Once stable, we will then change the Clang compiler driver to use a default -march value for the riscv64-fuchsia target that matches the new ABI (propagating the change to all users of Fuchsia, and not just to those operating within the platform's build system).

Performance

The bit manipulation instructions added in Zb{a,b,s} should result in fewer instructions and accelerate a large class of basic arithmetic.

Allowing our compilers to emit vector instructions should result in a net increase in performance (trusting compiler heuristics, which should only improve in time).

While we are lengthening the amount of work done within each context switch with the saving of vector state, it will amount to copying only 512 bytes, and there are low-hanging optimizations on offer to avoid this copy when a thread does not modify the vector state (which may be often).

Ergonomics

This proposal avoids conditional implementation in the kernel and vDSO of cache maintenance (courtesy of Zicbo{m,p,z}), as well as runtime selection in userspace around hand-tuned vector routines.

Backwards Compatibility

The proposed ABI change is simply additive (and we do not currently deal in distributed RISC-V software), so there are no concerns on this front.

Security considerations

N/A

Privacy considerations

N/A

Testing

A Zircon core test will be added to demonstrate that vector computation contrived to execute across multiple context switches will result in the expected value. This indirectly demonstrates that the kernel saves the relevant vector state across context switches.

Documentation

The current precedent (set by past RFCs that have defined or bumped architecture-specific ABIs) is that this RFC itself serves as the documented baseline.

Drawbacks, alternatives, and unknowns

We are trying to strike a balance between the convenience of Fuchsia adopting a wider variety of hardware platforms - by mandating fewer features - and the convenience of application developers to target Fuchsia without additional burden - by offering the same features as other operating systems. However we do not know what the relevant hardware platforms and application ecosystems will ultimately settle on. Until then, RVA22 (the current generation profile) with V (a soon-to-be-mandatory extension enabling a fundamental mode of computation) does not seem like an imprudent next baseline.

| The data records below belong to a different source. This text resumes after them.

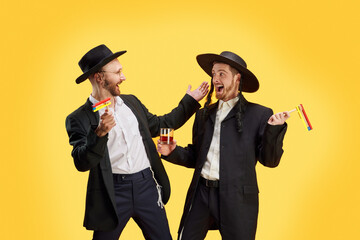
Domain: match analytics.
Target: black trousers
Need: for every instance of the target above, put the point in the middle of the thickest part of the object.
(204, 213)
(137, 197)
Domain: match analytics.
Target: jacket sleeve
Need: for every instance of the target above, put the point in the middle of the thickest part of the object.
(175, 119)
(88, 148)
(271, 143)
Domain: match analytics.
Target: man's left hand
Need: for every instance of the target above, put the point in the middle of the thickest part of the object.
(200, 92)
(278, 118)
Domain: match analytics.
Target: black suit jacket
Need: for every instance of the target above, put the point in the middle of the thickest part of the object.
(239, 154)
(90, 153)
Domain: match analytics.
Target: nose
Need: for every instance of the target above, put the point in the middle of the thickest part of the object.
(215, 79)
(122, 77)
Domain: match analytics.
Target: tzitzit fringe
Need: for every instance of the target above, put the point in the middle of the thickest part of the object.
(158, 187)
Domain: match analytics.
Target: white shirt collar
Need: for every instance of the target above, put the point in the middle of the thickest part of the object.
(117, 99)
(230, 103)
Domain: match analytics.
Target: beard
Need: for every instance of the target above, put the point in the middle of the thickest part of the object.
(112, 88)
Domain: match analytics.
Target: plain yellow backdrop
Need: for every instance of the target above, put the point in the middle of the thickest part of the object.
(301, 51)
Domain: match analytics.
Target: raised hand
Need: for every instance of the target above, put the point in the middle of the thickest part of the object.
(200, 92)
(278, 118)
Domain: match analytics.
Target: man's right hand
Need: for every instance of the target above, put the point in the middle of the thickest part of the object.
(166, 149)
(107, 122)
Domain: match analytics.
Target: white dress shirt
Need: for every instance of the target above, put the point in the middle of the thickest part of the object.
(126, 148)
(210, 169)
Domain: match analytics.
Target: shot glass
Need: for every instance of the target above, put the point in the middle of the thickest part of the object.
(166, 135)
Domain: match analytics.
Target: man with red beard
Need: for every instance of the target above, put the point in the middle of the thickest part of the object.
(126, 176)
(229, 138)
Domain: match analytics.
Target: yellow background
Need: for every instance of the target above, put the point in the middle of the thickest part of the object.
(301, 51)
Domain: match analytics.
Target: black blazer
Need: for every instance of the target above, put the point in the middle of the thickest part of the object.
(90, 153)
(239, 154)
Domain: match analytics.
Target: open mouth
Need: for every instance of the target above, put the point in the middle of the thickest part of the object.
(219, 88)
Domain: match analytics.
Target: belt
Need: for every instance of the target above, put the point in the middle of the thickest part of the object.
(134, 176)
(209, 183)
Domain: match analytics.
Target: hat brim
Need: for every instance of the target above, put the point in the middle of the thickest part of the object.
(250, 83)
(97, 67)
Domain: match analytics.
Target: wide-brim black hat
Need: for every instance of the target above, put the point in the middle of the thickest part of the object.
(95, 59)
(206, 61)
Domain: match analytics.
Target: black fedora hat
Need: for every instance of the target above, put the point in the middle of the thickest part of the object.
(206, 61)
(95, 59)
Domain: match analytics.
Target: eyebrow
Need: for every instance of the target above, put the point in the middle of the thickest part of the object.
(221, 70)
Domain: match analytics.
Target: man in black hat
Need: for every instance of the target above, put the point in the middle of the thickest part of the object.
(126, 176)
(229, 137)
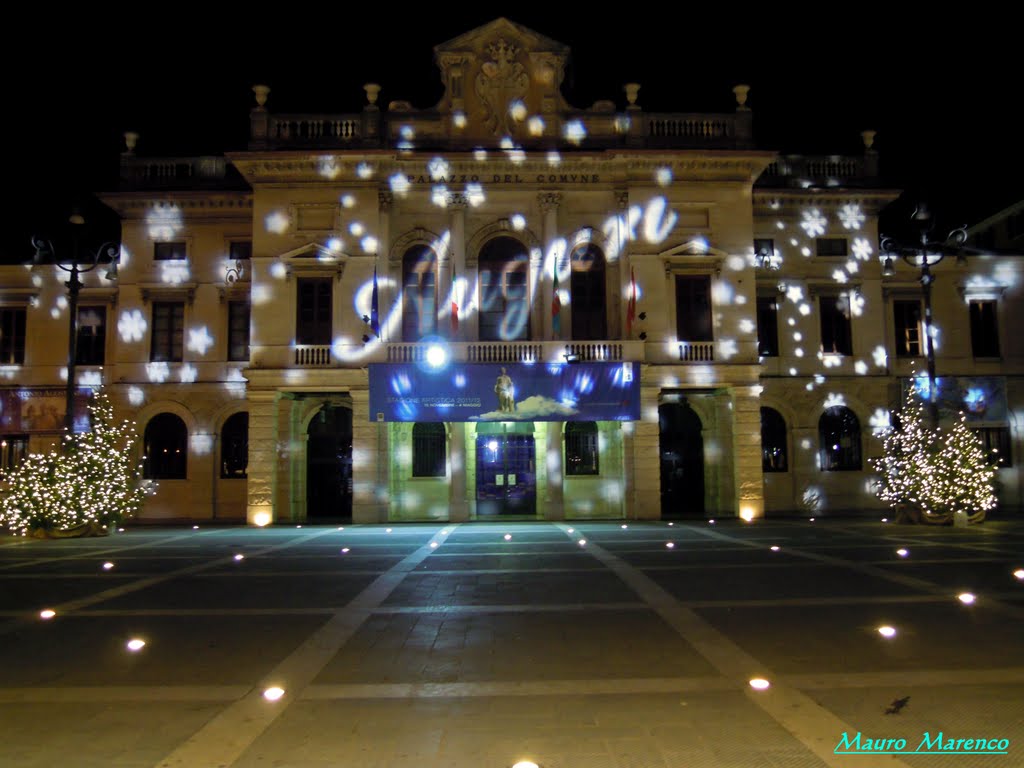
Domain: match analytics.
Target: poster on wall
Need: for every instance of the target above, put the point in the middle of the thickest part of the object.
(562, 391)
(39, 411)
(980, 398)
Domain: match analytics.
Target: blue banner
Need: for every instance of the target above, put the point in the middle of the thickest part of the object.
(561, 391)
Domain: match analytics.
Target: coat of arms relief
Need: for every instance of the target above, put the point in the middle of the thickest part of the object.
(501, 81)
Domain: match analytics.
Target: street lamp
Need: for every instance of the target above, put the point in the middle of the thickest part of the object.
(78, 264)
(923, 254)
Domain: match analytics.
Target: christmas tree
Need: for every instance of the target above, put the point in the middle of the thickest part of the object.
(87, 489)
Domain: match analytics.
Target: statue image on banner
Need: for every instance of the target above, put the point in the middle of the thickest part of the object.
(506, 393)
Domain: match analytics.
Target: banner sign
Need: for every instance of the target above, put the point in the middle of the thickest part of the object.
(980, 398)
(458, 392)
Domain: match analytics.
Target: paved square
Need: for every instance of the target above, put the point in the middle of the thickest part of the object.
(573, 645)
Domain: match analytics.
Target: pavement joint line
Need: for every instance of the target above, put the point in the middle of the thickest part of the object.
(924, 585)
(225, 737)
(814, 726)
(69, 607)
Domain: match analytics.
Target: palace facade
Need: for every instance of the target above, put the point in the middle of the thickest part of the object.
(508, 305)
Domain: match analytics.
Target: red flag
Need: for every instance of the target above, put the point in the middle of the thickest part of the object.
(631, 308)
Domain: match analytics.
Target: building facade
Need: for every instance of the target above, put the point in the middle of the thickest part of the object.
(507, 305)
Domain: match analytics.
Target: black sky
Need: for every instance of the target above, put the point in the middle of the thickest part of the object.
(941, 91)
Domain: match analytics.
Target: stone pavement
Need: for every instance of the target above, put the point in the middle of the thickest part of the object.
(571, 645)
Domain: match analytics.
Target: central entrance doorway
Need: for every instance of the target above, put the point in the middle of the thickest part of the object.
(329, 464)
(506, 470)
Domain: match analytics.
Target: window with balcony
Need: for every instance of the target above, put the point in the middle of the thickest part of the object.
(419, 293)
(429, 458)
(907, 324)
(581, 449)
(693, 322)
(587, 288)
(768, 326)
(11, 336)
(313, 308)
(504, 291)
(984, 329)
(90, 340)
(837, 332)
(167, 341)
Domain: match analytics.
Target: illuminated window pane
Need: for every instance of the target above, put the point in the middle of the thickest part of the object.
(908, 329)
(768, 326)
(984, 330)
(837, 334)
(91, 336)
(839, 440)
(166, 445)
(581, 449)
(170, 251)
(235, 446)
(419, 293)
(167, 342)
(238, 330)
(773, 454)
(428, 451)
(11, 336)
(587, 285)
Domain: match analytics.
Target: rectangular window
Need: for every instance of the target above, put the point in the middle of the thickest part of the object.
(13, 448)
(170, 251)
(693, 308)
(984, 329)
(833, 247)
(995, 445)
(168, 332)
(768, 326)
(11, 336)
(909, 337)
(313, 321)
(90, 340)
(238, 330)
(240, 249)
(837, 335)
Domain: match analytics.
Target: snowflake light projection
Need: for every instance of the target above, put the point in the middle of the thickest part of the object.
(851, 216)
(813, 222)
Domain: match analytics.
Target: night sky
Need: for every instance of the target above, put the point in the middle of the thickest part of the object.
(942, 92)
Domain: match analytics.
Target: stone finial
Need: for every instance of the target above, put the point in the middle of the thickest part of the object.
(741, 91)
(261, 91)
(131, 138)
(632, 91)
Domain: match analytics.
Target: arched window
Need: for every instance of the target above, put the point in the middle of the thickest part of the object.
(581, 449)
(428, 450)
(166, 445)
(504, 291)
(419, 293)
(590, 313)
(839, 439)
(772, 440)
(235, 445)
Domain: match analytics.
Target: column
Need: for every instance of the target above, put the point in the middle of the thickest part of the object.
(262, 458)
(554, 509)
(458, 506)
(549, 202)
(370, 463)
(456, 261)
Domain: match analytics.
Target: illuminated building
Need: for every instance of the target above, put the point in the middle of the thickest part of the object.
(691, 326)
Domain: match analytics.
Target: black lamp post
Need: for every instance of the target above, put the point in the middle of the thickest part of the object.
(78, 264)
(925, 253)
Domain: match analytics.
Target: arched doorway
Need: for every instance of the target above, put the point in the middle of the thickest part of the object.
(329, 464)
(681, 451)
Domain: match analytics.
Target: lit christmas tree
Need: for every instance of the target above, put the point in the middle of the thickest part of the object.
(85, 491)
(929, 475)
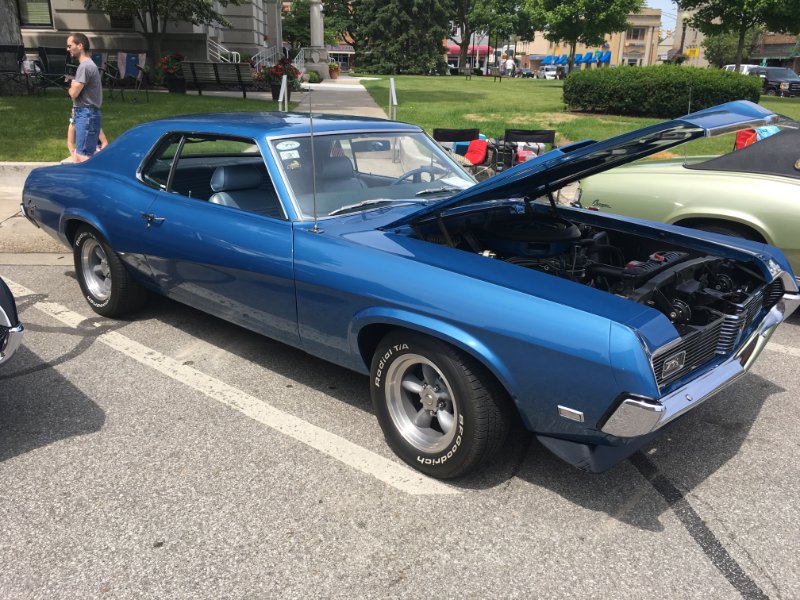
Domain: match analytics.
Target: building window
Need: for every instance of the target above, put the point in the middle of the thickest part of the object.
(121, 21)
(636, 33)
(35, 13)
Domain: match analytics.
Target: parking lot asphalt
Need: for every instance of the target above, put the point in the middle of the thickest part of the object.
(173, 455)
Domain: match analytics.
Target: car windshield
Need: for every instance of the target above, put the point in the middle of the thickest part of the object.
(362, 171)
(781, 72)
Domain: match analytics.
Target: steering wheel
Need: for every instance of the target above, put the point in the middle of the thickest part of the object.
(416, 174)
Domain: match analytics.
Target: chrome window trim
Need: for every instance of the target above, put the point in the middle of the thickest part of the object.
(290, 191)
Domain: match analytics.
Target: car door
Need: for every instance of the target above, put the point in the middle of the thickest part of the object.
(222, 259)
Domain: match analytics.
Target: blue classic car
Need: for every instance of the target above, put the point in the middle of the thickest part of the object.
(469, 305)
(10, 327)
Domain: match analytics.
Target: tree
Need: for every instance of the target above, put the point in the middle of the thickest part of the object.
(720, 49)
(584, 21)
(154, 15)
(504, 18)
(405, 36)
(714, 17)
(351, 20)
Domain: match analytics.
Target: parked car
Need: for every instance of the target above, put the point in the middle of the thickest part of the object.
(10, 327)
(751, 193)
(778, 81)
(743, 69)
(547, 72)
(469, 305)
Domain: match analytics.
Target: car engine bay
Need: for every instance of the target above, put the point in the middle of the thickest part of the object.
(692, 289)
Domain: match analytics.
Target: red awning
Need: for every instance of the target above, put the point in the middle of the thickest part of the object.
(482, 49)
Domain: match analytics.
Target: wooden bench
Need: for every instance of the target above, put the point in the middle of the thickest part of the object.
(224, 75)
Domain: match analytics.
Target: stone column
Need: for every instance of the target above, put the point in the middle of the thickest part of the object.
(316, 55)
(274, 25)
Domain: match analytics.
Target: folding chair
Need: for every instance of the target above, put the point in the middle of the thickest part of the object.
(12, 73)
(480, 159)
(526, 143)
(448, 137)
(55, 65)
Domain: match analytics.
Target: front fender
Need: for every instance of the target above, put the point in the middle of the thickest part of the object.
(437, 328)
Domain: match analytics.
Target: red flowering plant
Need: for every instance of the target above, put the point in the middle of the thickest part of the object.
(274, 74)
(169, 67)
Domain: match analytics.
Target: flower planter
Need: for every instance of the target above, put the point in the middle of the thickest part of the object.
(275, 88)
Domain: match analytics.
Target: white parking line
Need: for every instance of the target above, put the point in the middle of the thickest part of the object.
(783, 349)
(394, 474)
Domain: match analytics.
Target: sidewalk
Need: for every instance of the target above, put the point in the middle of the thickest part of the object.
(344, 96)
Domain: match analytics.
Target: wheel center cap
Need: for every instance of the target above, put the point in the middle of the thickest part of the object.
(428, 398)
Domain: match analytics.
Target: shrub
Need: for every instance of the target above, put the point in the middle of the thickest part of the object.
(662, 91)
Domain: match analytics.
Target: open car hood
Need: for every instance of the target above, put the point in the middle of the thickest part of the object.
(562, 166)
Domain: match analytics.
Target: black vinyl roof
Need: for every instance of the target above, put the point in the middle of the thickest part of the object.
(777, 154)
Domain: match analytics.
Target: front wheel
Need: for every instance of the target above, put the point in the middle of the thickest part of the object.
(440, 410)
(105, 282)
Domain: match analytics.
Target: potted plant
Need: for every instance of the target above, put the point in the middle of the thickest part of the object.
(333, 70)
(169, 71)
(273, 75)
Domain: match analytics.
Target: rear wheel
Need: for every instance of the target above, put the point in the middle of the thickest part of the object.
(439, 409)
(105, 281)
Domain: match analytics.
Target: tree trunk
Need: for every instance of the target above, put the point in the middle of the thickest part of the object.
(573, 44)
(466, 36)
(740, 47)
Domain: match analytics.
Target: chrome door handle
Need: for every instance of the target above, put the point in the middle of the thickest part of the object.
(151, 219)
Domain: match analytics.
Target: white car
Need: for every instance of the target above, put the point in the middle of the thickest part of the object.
(743, 69)
(547, 72)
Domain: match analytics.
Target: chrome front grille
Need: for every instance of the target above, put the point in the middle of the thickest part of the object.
(737, 322)
(699, 347)
(773, 292)
(719, 337)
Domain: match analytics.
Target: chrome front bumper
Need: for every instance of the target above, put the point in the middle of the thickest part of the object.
(11, 344)
(636, 416)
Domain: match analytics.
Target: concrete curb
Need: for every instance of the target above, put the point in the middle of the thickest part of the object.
(15, 173)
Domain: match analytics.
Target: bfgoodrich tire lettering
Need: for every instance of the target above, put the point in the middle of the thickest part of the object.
(439, 409)
(105, 282)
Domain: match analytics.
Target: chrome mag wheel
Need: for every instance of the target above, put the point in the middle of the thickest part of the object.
(421, 403)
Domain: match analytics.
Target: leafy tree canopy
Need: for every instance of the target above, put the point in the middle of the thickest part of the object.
(405, 36)
(720, 49)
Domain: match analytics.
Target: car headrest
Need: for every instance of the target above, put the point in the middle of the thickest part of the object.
(336, 167)
(235, 177)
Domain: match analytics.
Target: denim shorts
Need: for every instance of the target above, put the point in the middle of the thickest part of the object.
(88, 123)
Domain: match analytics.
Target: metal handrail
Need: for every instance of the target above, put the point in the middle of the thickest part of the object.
(265, 57)
(221, 53)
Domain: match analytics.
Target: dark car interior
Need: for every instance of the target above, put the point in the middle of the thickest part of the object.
(224, 171)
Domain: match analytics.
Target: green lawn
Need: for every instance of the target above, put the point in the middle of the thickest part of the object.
(35, 127)
(492, 106)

A somewhat simpler alternative would just be to mandate RVA22. However, as mentioned above, the desire to stick to a single RISC-V standard will already imply V soon enough with RVA23. With optional V support, we would also need to introduce new support in the kernel and userspace for feature detection and runtime switching, an approach that trades off wider hardware support for runtime complexity.

Prior art and references

Android is in the process of (tentatively) setting their ABI as RVA22 + V, as well as some Vector Crypto extensions.